Tatlı, şekersiz basit bir hamurdan yapılır, genellikle kabartma tozu ile mayalanır, uzun bir şekil verilir ve genellikle çeşitli şekillerde desenler eklenir. İstenilen şekle geldikten sonra hamur kızartılır ve birkaç dakika şerbet içinde bekletilir.
Tarife Atla
Kökenleri
Yukarıda bahsedildiği gibi, kızarmış hamur yüzyıllardır mevcuttur, ki bunun bir örneği, milattan önce 160 civarında Marcus Porcius Cato tarafından tarif edildiği gibi Roma döneminde hazırlanan bal kaplı kızarmış hamurun yuvarlak bir hali olabilir. Onun tarifinde hamura peynir ekleniyor olsa da, sonradan bal ile kaplanmıştır. Birkaç yüzyıl sonra, milattan sonra 400 civarında, hamur hala kızartılıyordu ama şekli şeritlere dönüşmüştü ve hem tatlı hem tuzlu olarak da tüketilmekteydi. Ancak pek çok mutfak geleneğinde olduğu gibi, Roma İmparatorluğu yıkıldığında, Avrupa’da hamur kızartma yöntemleri unutuldu. (1)
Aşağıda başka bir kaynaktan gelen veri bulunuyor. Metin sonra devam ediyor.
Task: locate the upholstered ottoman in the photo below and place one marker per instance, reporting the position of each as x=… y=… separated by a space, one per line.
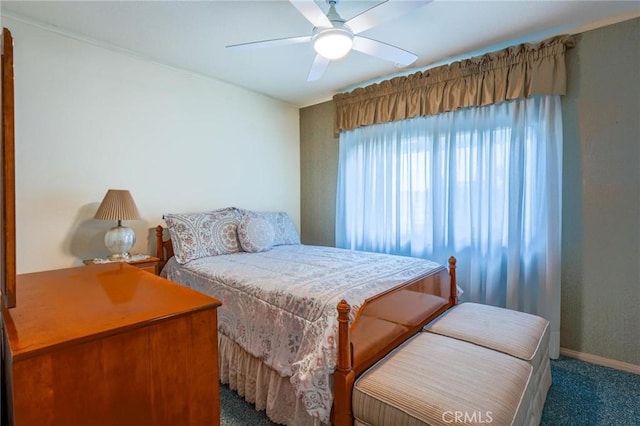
x=518 y=334
x=437 y=380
Bu, insanlığın tarih boyunca yemek hazırlama konusunda benzer zevklere ve düşünce biçimlerine sahip olduğunu gösteren örneklerden sadece bir tanesidir. Şimdi bizim meşhur tatlılarımıza yaklaşırken, bunun kökenlerini Romalılarla da aynı tarihi paylaşan Aşkenaz Yahudilerine kadar götürebiliriz. Yemeğin onlardaki versiyonu, şeklinden dolayı “oznei Haman” (Haman’ın kulakları) adı verilen şerit olarak hazırlanan haliydi. (1) Bu “kulak” benzeri şeklin yazılı kayıtları, tatlıya “kulak” anlamına gelen Arapça “udhun” adını veren, 13. yüzyıla ait anonim Endülüs yemek kitabına kadar götürülebilir. Bu yemeğin içi fındıkla doluydu. (1) (2)
Aynı zamanlarda, hamurların doldurulmadan kızartıldığı bir yemek olan “lugmat al-qadi”, Arap yemek kitaplarına girdi. Bu kitaplarda adı geçen yemeğin Osmanlılar tarafından miras alındığı ve popülaritesinin – pek çok tatlı şeyde olduğu gibi – çok geniş bir alana yayıldığı belirtildi. (3)
Bu özel tatlının, Gürcistan’ın Ahıska bölgesinde, Türkiye sınırında yaşayan Ahıska Türkleri tarafından yapıldığı söylenmektedir. O dönemlerde, sınırlar şimdiki zamanlardaki gibi kesin şekilde belirlenmiş değildi. Bu insanların, özellikle ölümlerle ilgili pek çok ilginç gelenekleri vardı. Bunlardan biri, evlerine ölümü davet etmemek için geceleri tırnak kesmemekti. Ya da bir başkası definden dönerken yakın akrabaların arkalarına bakmamalarıydı. Bu toplantılarda bu kızarmış hamurları hazırlarlardı, ve her zaman tatlı olduğu belirtilmese de, ilk parçayı asla yemezlerdi, bir köpeğe verirlerdi. Her yıl, ölüleri için mevlit ve Kur’an okur, ve ziyaretçilere helva ve eğdek ikram ederlerdi. (4) Ahıska Türkleri, etkileşimlerin doğal bir sonucu olarak sınırdaki nüfusla yemeklerini değiş tokuş ettiler ve doğudaki Van şehrinin halkı da bunu benimsedi.
Etimoloji
“Eğdek” kelimesi, 11. yüzyıl Türkçe sözlüğü “Divan-ı Lügat-i Türk”e kadar uzanan, Türkçede bükme anlamına gelen “eğmek”ten gelmektedir.
Eğdek Tatlısı: Güzel şekilli, kızarmış hamur
Malzemeler
Hamur için
- 500 gr un
- 1 yumurta
- 100 ml yoğurt
- 100 ml yağ
- 200 ml süt
- 10 gr kabartma tozu
- 4 yemek kaşığı tereyağı
Şurup için
- 1 kilo şeker
- 800 ml su
- yarım limon suyu
- kızartmalık yağ
Talimatlar
- Önce şekeri suda eritin ve 5 dakika kaynamaya bırakın.
- Ateşi açın ve limon suyunu ekleyin ve kenara ayırın.
- Hamuru için tüm malzemeleri bir kaba alıp yumuşak bir hamur elde edene kadar yoğurmanız gerekiyor.
- Hamurdan ceviz büyüklüğünde bir miktar alın ve bir rendeden hafifçe geçirin.
- Düz parçayı çıkarın ve uzun bir şekil elde etmek için rende üzerinde tekrar yuvarlayın. vis yapın.
- Hamur parçalarını altın sarısı bir renk alana kadar kızartın ve soğuyan şerbetin içinde 5 dakika bekletin.
- Bekleme süresinden sonra servis yapın.